MEET OUR RIDERS : SEBASTIEN SIMON

MEET OUR RIDERS : SEBASTIEN SIMON

Aujourd’hui présentation et entretien avec Sébastien Simon. Nouvel ambassadeur de POW, il partage une envie d’agir et des valeurs proches des nôtres, tandis que son terrain de jeu est lui, un peu plus éloigné de nos chères montagnes !

“Bonjour, je m’appelle Sebastien Simon, j’ai 30 ans et je suis skippeur de course au large. Je suis né près de la mer, j’y passe toute mes journées. J’ai besoin d’être proche des océans car sinon je me sens un peu à l’étroit.

Je fais de la voile depuis que je suis tout jeune, j’ai commencé avec mon père, puis après j’ai été mordu par la compétition.

J’ai gagné la solitaire du Figaro en 2018 et le championnat de France Elite de course au large. Et donc j’ai participé au Vendée Globe 2020 qui était pour moi un rêve, en construisant un bateau de toute nouvelle génération équipée de foils. En ce moment on parle beaucoup de ces foils, qui sont ni plus ni moins que des ailes d’avions pour permettre aux bateaux de voler. On est la première génération de bateaux qui “semi-vole” autour du monde. Donc ça j’en suis très fier, de faire partie de cette génération.

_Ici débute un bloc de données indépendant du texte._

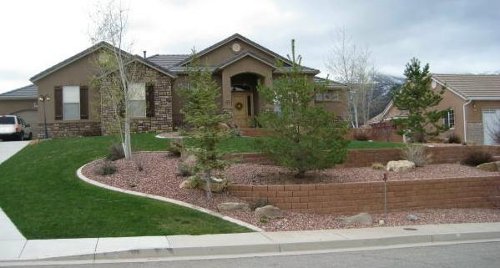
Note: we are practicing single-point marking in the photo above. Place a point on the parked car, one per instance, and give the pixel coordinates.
(14, 127)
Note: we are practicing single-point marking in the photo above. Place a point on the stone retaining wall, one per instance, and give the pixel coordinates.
(351, 198)
(366, 157)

Mon rapport à la montagne est assez récent. J’ai du découvrir la montagne en 2015, donc il y a 5 ou 6 ans seulement. Mais à chaque fois que j’y vais ça me ressource énormément. Je trouve que les paysages sont impressionnants, c’est complètement différent des océans et de ce que je peux rencontrer d’habitude, mais à chaque fois j’y vais avec beaucoup de plaisir.    J’ai découvert le snowboard récemment d’ailleurs, j’en suis un grand addict quand j’ai l’occasion d’y aller, mais bon ça représente pas beaucoup plus qu’une semaine par an malheureusement, car c’est assez loin.

J’ai été pas mal sensibilisé à tout ce qui touche à l’environnement quand j’ai vu quelle était la proportion de déchets que pouvait produire ma discipline. Même si on navigue sur les océans sans forcément beaucoup d’émissions de CO2, ce qui concerne la construction des bateaux et tout notre quotidien de sportifs de haut niveau de manière générale, ça m’a beaucoup touché. On est capable de faire de très belles choses, un sport de haute technologie, mais aussi un sport qui pendant la construction et l’évolution de nos projets n’est pas totalement vertueux malheureusement. Mais je ne suis pas désespéré, bien au contraire. Je pense qu’on va réussir à progresser petit à petit, et puis un jour à devenir beaucoup plus propre dans notre pratique.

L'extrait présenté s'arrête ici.